On Wed, Sep 2, 2020, 12:16 PM Adam Williamson adamwill@fedoraproject.org wrote:
On Sat, 2020-08-29 at 21:27 -0600, Chris Murphy wrote:
Hi,
These are based on Fedora-Workstation-Live-x86_64-33-20200828.n.0.iso in a VM. The numbers are different on bare metal but correlate.
The only standout is rngd.service. That's a pretty big single hit, percentage wise. And I don't know if we even need it anymore. Among the rest, perhaps atd.service and crond.service could be disabled by default on new installations, in favor of systemd timers.
Well, what rngd does is highly system dependent, and in a VM it's gonna depend to a degree on exactly how the VM is configured (whether you attach some kind of virtual hwrng to the VM and if so how it's set up exactly).
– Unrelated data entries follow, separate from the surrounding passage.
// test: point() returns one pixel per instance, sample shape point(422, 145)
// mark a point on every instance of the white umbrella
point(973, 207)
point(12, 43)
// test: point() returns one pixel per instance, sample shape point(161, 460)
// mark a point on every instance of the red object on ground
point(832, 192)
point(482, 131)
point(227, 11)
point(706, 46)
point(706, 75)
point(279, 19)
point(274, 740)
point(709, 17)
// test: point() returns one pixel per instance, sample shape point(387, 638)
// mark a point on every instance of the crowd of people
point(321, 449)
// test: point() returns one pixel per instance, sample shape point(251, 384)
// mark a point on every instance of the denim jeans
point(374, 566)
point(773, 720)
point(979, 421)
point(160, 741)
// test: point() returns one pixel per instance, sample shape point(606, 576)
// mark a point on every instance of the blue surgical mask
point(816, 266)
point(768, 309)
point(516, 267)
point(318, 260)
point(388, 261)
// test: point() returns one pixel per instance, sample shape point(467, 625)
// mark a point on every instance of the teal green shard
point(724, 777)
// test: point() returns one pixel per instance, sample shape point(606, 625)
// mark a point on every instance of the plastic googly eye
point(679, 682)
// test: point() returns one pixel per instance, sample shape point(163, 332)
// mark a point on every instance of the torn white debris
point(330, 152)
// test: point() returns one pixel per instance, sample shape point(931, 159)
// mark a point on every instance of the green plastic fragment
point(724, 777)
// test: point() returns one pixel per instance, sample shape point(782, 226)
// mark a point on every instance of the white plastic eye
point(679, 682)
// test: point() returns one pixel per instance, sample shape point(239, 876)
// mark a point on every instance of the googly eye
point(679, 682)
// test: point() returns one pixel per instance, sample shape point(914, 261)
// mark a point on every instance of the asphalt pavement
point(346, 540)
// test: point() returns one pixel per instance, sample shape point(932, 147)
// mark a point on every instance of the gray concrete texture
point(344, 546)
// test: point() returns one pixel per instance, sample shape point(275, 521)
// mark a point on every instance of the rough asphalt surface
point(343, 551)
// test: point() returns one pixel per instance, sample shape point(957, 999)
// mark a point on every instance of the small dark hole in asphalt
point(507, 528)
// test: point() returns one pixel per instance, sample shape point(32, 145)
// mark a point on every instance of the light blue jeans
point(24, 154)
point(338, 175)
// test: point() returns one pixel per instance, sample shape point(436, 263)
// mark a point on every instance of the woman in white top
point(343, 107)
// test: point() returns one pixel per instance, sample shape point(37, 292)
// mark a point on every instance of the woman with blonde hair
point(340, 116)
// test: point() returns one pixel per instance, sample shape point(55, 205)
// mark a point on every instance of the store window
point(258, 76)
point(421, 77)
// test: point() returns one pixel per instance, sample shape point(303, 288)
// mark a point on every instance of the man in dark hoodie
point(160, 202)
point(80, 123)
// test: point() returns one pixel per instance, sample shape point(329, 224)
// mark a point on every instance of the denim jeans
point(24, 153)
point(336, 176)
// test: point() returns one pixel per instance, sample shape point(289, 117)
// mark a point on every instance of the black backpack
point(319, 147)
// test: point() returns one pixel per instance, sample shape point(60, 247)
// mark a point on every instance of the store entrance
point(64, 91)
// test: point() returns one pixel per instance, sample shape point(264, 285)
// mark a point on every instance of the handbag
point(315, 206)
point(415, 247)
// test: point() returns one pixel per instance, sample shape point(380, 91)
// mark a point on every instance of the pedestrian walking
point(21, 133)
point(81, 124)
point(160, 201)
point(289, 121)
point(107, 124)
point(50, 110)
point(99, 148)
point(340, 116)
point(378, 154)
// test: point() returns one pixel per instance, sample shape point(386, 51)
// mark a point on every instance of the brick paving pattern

You'd want some data from real systems and probably different VM configs before deciding rngd is a big problem.
rngd has come up before for removal
https://lists.fedoraproject.org/archives/list/devel@lists.fedoraproject.org/...
I have a laptop that was once negatively affected by rngd's removal, but it hasn't been that way in any of my f33 testing with it removed - I assume due to the somewhat recent kernel changes to making sufficient entropy available in early boot.
I've tested default virt-manager and GNOME Boxes environments; two different makes of laptop; and a different make of desktop. All are delayed by 2-4 seconds when enabled. And none are improved.
But it's valid to understand if this high cost has some sort of on-going value.
And I also haven't tested at all on other archs.